Public high school in Hawaii, United States

Kapaʻa High School is a public high school in Kapaʻa, Hawaii on the island of Kauaʻi. It is a part of the Hawaii State Department of Education.

==History==

Established in 1883 under the reign of King David Kalākaua, the school was first built directly above Kealia River and then moved up the hill to where it currently stands on Mailihuna Hill. In 1938, the school was officially declared a Junior High School and graduated its first 66 twelfth-grade students in 1946.

In 1997, the school was split due to the growing population. In addition to the expansion of the Kapaʻa schools such as Kapaʻa Elementary School, supporting K through 5th grade, Kapaʻa Middle School was newly created only a few miles away and was planned for grades 6, 7, and 8th. Kapaa High School and Intermediate had been serving grades 7 through 12. With the break off, the school became only 9th through 12th grade and renamed simply Kapaʻa High School.

==Campus==
The campus has the stainless steel sculpture Hukilau by Wayne Zebzda and the mixed media sculpture Seven Pillars of Wisdom by Carol Kouchi Yotsuda.

==Mascots and school pride==
Kapaʻa High School is home to one of the original Warriors mascots in Hawaii. The school sported the colors of green and white, which is reflected in the campus buildings, art, uniforms, and banners. Very much like in the University of Hawaiʻi at Mānoa, the terms "Warrior Pride" and "We Believe in Our Warriors" have been some of the common catch phrases.

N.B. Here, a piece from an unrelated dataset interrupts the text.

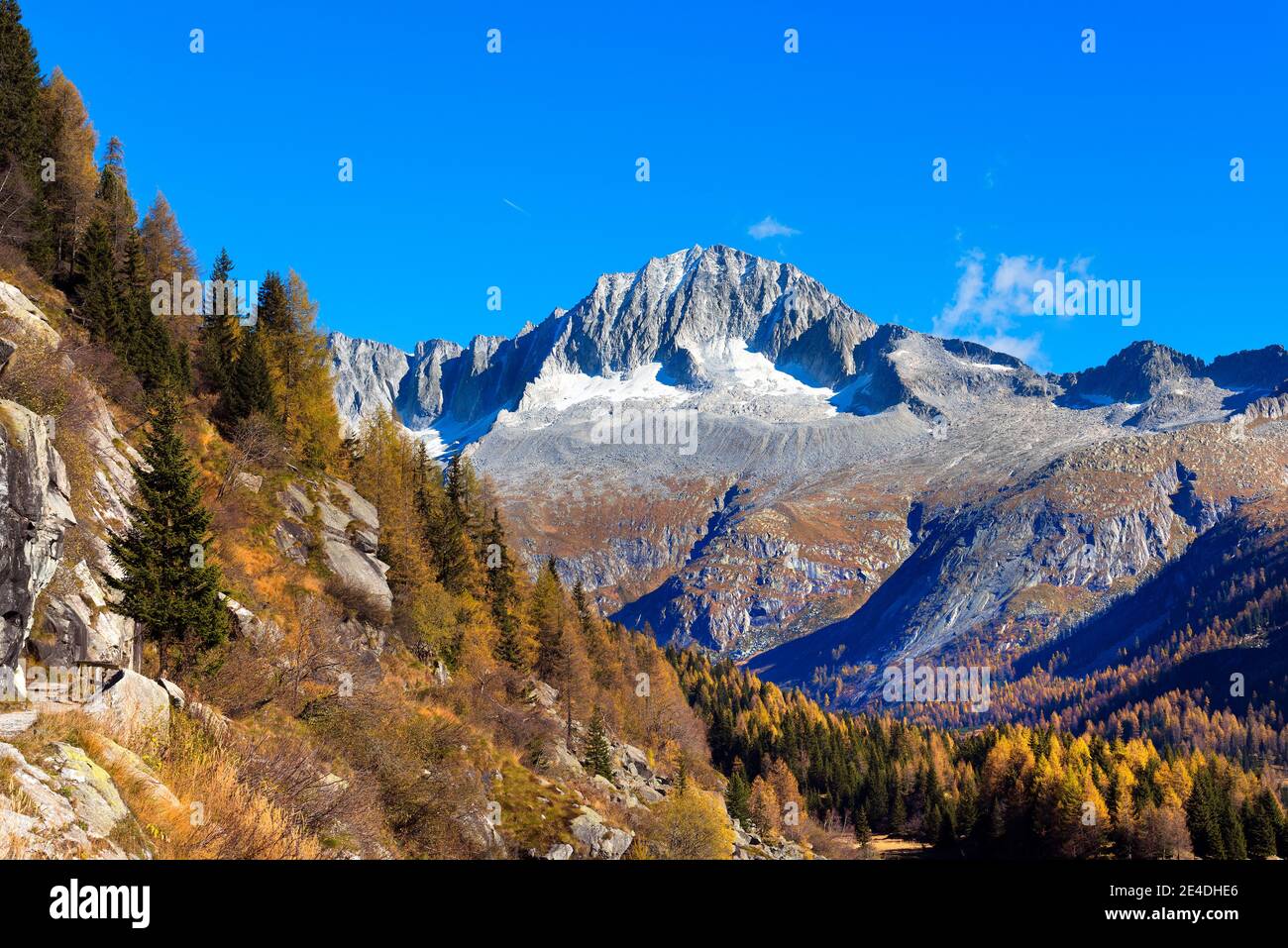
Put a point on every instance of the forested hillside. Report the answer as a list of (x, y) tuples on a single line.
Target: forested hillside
[(343, 653)]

On top of the school mascots each class picks its own mascot to represent their particular incoming year. For example, the mascot for the class of 2002 was the seal, class of 2003 was the dragon, 2004 was the "honu" or turtle, 2005 was the tiger, 2006 was the turtle, and 2007 was the "moʻo" or gecko . These mascots were often the main symbols in the class banners for assemblies and class competitions.